The following month, we heard testimony of widespread fraud in the Child Care Assistance Program, estimated at more than $6 million by the Legislative Auditors’ office.
Then a series of data breaches exposed the personal information of up to 35,000 Minnesotans.
The department recently shocked the Leech Lake Band of Ojibwe and the White Earth Nation by telling them to repay $25 million in overpayments, even though the tribes had spent the money according to DHS guidelines.
Which leads us to this week’s round of overpayments — $48 million worth of Medicaid payments the federal government is requesting be paid back for improper use. Legislative Auditor Jim Nobles testified at our last committee hearing, “DHS consumes more of our attention and our resources than any other state agency.”
This is not to mention the personnel problems that lead to resignations, un-resignations, re-resignations and three commissioners in less than a year.
As chair of the Senate Health and Human Services committee, I’ve dedicated time this interim to getting to the bottom of what has become an embarrassingly long list of failures and disappointments from the Department of Human Services. We will meet again on Sept. 4. And in the interest of transparency and accountability with the public, I’m writing this commentary to allow incoming Commissioner Jodi Harpstead time to prepare for her first legislative hearing.

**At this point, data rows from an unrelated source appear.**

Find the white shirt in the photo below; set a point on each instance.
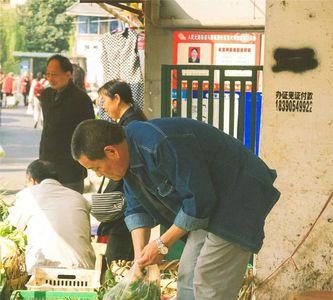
(56, 221)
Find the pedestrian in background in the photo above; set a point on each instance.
(194, 180)
(64, 106)
(2, 78)
(79, 77)
(117, 101)
(37, 86)
(7, 87)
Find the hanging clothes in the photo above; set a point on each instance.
(120, 60)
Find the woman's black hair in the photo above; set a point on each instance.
(64, 62)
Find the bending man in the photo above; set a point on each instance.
(194, 180)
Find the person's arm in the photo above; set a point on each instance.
(19, 213)
(182, 161)
(140, 238)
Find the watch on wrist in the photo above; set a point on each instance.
(161, 247)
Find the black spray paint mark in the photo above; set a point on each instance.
(294, 60)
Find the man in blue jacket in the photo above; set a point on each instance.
(194, 180)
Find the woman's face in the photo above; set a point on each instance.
(111, 105)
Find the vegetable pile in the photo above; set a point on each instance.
(137, 285)
(12, 258)
(136, 290)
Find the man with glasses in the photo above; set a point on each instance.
(64, 106)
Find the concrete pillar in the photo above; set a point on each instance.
(158, 51)
(297, 140)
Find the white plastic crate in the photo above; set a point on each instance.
(53, 279)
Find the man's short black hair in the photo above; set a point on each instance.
(39, 170)
(92, 136)
(64, 62)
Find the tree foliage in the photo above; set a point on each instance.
(47, 27)
(11, 39)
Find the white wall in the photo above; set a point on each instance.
(300, 146)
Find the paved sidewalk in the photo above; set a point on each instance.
(21, 144)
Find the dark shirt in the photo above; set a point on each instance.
(190, 174)
(62, 112)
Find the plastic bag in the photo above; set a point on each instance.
(137, 285)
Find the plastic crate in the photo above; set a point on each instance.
(52, 279)
(41, 295)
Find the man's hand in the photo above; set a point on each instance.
(150, 255)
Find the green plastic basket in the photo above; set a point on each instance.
(59, 295)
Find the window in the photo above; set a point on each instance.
(83, 24)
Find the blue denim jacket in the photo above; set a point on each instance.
(191, 174)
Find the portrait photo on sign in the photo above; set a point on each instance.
(194, 55)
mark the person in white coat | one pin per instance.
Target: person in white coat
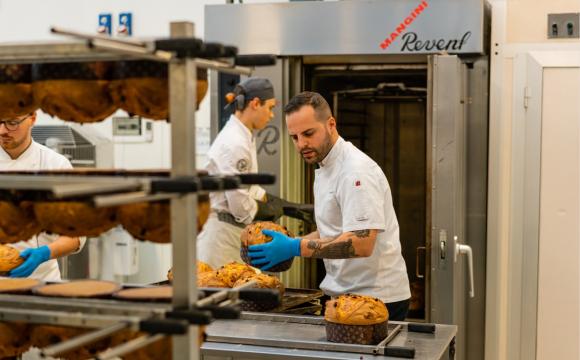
(18, 151)
(357, 230)
(234, 152)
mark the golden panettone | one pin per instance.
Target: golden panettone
(79, 289)
(14, 339)
(356, 319)
(201, 268)
(17, 222)
(263, 281)
(9, 259)
(232, 272)
(17, 285)
(210, 279)
(71, 218)
(353, 309)
(252, 235)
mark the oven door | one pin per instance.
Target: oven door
(451, 285)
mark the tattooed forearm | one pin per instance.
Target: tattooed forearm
(333, 250)
(362, 233)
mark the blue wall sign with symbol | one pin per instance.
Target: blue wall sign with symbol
(105, 24)
(125, 24)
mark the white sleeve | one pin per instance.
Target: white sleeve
(240, 202)
(82, 241)
(361, 198)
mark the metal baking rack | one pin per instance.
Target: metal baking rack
(184, 54)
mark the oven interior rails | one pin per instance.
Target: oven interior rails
(308, 333)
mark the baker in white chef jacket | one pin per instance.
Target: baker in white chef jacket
(234, 152)
(357, 230)
(18, 151)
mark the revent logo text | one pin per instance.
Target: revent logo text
(403, 25)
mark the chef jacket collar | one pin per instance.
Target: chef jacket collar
(240, 124)
(333, 153)
(26, 154)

During one of her first public interviews, Harpstead suggested moving past these scandals and failures and focusing on the “good work” done by the agency and its employees. Perhaps the first thing she should do is ask to be fully informed about any other known issues at DHS, then meet with her boss Gov. Tim Walz and the committee chairs to discuss the problems. It’s time to get ahead of the whistleblowers and media reports and get an honest assessment of the current challenges.
Let’s start things off on the right foot and work together to address the problems head on. Because despite their best intentions, DHS and its employees lost, either by error or fraud, more than $300 million in the last three years.
That’s not the “good work” we expect to continue.
No one wants to talk about their failures. It’s not pleasant to think of how it may affect the morale of the nearly 7,000 employees at DHS. But neither is it pleasant for typical Minnesotans to continue to hear about the problems at DHS.
The first thing we need to hear from Harpstead next week is her plan to turn the agency around in the next 90 days. Instilling accountability, transparency, and integrity into each of those employees should be a top priority. No one should feel like they may lose their job for speaking out, and no one should feel so sure of their job they don’t bother to do their very best every day.
I look forward to hearing about a plan to turn things around at DHS. I assume Gov. Walz chose Harpstead for this job because of her previous experience in the private sector and with this agency. The Senate will continue to provide oversight and accountability on behalf of the taxpayers, but we will also do our best to direct the department toward a better path forward.